This 20 track compilation has been released to coincide with the latest installment of this celebration of the current crop of mainstream Nashville hit makers - with a couple of ringers thrown in. In truth I know the names and some of the songs but don’t particularly respond to the music itself. There are some names here that have made albums that I have listened to and enjoyed. These would include Dierks Bentley, Vince Gill, the Zac Brown Band, Lee Ann Womack (though the track chosen, a big hit, I Hope You Dance, was never a firm favourite) and newcomer Doug Seegers, who is playing in London around that time but not as part of the main festival.
The vast majority of the songs here fit the over-riding themes of girls, beer, pick-up trucks and similar relatively light weight themes. There’s not a lot of drinking and cheating songs overall with titles like Girl Crush, Hey Pretty Girl, Homegrown Honey and Just One Kiss. These are songs designed to appeal to the younger demographic that is courted these days. Nothing particularly wrong with that as that is what the intention was.
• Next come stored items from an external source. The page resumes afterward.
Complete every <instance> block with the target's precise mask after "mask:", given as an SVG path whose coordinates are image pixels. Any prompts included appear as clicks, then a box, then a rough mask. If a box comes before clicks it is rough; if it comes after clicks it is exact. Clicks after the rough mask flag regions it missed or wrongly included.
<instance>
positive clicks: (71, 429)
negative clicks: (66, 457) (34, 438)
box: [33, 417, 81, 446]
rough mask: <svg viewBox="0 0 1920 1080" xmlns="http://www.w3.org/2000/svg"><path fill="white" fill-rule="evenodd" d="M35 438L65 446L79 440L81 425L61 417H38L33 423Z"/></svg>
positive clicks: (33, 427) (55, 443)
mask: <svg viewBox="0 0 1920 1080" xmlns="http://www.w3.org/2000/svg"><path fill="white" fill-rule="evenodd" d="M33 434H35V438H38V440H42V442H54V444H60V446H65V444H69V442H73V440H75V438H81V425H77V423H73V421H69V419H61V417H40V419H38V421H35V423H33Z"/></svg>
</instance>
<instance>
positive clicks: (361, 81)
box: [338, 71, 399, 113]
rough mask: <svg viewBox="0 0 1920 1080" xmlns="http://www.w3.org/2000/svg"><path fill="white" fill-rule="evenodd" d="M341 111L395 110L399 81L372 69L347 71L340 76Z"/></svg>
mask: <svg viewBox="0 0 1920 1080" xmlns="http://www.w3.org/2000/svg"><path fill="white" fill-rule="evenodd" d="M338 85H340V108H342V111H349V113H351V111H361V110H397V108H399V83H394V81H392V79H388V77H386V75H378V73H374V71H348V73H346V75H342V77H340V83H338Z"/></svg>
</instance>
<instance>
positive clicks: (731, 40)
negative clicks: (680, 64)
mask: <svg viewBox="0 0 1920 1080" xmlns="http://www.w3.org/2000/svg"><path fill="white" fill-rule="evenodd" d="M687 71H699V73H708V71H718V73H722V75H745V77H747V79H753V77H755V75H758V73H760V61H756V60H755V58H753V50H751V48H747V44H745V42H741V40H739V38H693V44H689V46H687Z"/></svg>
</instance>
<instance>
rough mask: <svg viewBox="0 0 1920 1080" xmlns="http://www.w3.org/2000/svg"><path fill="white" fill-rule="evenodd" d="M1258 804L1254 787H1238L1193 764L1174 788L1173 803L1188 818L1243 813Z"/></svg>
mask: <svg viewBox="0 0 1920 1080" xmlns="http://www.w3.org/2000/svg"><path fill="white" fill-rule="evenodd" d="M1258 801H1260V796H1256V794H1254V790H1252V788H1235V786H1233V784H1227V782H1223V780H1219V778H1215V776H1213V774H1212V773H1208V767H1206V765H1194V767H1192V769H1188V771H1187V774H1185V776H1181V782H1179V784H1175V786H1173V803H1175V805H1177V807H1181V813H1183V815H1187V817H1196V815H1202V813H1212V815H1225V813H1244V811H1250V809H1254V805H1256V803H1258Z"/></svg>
The party feeling is fairly constant and only the aforementioned Seegers sounds out of place in this company. I would hope, however foolishly that it might cause someone hearing it to investigate him further. Another songs that sound out-of-place is Vince Gill’s Don’t Let Our Love Start Slipping’ Away a song recorded back in 1992 when Gill was a regular visitor to the top end of the charts. Back then the sounds required to do that were different than today.
UK act The Shires have included their song Nashville Grey Skies, a song recorded in Music City that fits right in with the overall feel of the music though celebrating a place outside of Nashville. Like the Shires both Raintown and Ward Thomas are duos from the UK who have tapped into the current county consciousness and sound right at home in this company. The final contribution is UK singer Alan West who delivers the most openly traditional country song here with Comeon Home and he too deserves further investigation.
Of the current Nashville crop Chris Young has the most obviously country voice and there are the definite sounds of pedal steel in the mix. Though that song was released a while back so that may have been lessened these days. The most prominent “country” instrument on many tracks is the sound of a banjo cutting through the heavy drums and rock-lite guitars. Carrie Underwood’s Jesus,Take The Wheel is one of those life story songs that fits with a song writing tradition even if this version is less country sounding overall.
The Zac Brown Band entry is Chicken Fried, a jaunty song co-written by Brown that sounds contemporary and appealing. The album closes out with Martina McBride’s One Night. McBride is a veteran singer who has straddled the traditional and pop side of country at different times and has managed to stay in the frame against the newer acts. Overall C2C is a fairly representative sampling of country music as it exists today covering both those acts regularly hitting the charts and those on the fringes who are deserving to share some of the spotlight but likely won’t be let. No one is going to be completely satisfied with this album but it is what it is and as a souvenir of the festival it serves its purpose.